Researchers at Children’s Hospital Boston have created blood vessels from genetically engineered cells that could secrete drug on demand directly into the bloodstream to combat anaemia.
Patients who rely on recombinant, protein-based drugs must often endure frequent injections, often several times a week, or intravenous therapy.
They have reversed anaemia in mice with engineered vessels secreting erythropoietin (EPO).
The technology could potentially be used to deliver other proteins such as Factor VIII and Factor IX for patients with hemophilia, alpha interferon for hepatitis C and interferon beta for multiple sclerosis, said the study’s principal investigator, Juan Melero-Martin, PhD, of the Department of Cardiac Surgery at Children’s.
Such drugs are currently made in bioreactors by engineered cells, and are very expensive to make in large amounts.
The researchers created the drug-secreting vessels by isolating endothelial colony-forming cells from human blood and inserting a gene instructing the cells to produce EPO.
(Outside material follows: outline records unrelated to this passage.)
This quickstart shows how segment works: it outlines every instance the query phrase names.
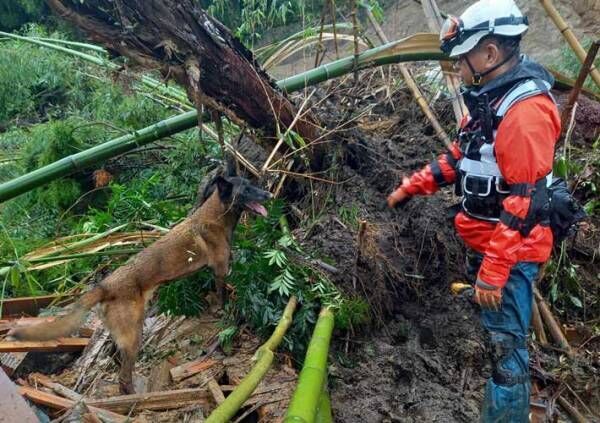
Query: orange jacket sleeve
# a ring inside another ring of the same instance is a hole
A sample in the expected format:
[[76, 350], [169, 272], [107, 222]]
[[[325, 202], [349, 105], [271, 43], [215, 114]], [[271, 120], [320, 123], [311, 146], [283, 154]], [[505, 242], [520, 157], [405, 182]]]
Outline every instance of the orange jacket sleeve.
[[[509, 185], [534, 184], [550, 173], [559, 135], [558, 109], [545, 95], [512, 106], [496, 133], [496, 159], [506, 182]], [[502, 205], [505, 212], [523, 219], [530, 203], [529, 197], [510, 195]], [[537, 228], [539, 225], [534, 231]], [[499, 222], [485, 250], [478, 278], [487, 284], [504, 287], [525, 239], [519, 231]]]
[[452, 143], [451, 149], [441, 154], [423, 169], [413, 173], [399, 188], [413, 195], [430, 195], [440, 187], [449, 185], [456, 180], [456, 161], [461, 158], [461, 152], [456, 142]]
They then added mesenchymal stem cells, suspended the cells in a gel, and injected this mixture into the mice, just under the skin. The cells spontaneously formed networks of blood vessels, lined with the engineered endothelial cells.
Within a week, the vessels hooked up with the animals’ own vessels, releasing EPO into the bloodstream.
Tests showed that the drug circulated throughout the body and reversed anaemia in the mice; both induced by radiation (as often occurs in cancer patients) and by loss of kidney tissue (modelling chronic kidney failure).
Mice with the vessel implants had significantly higher hematocrits (a measure of red blood cell concentration) and recovered from anaemia more quickly than controls.
The discovery was reported in the November 17 issue of the journal Blood.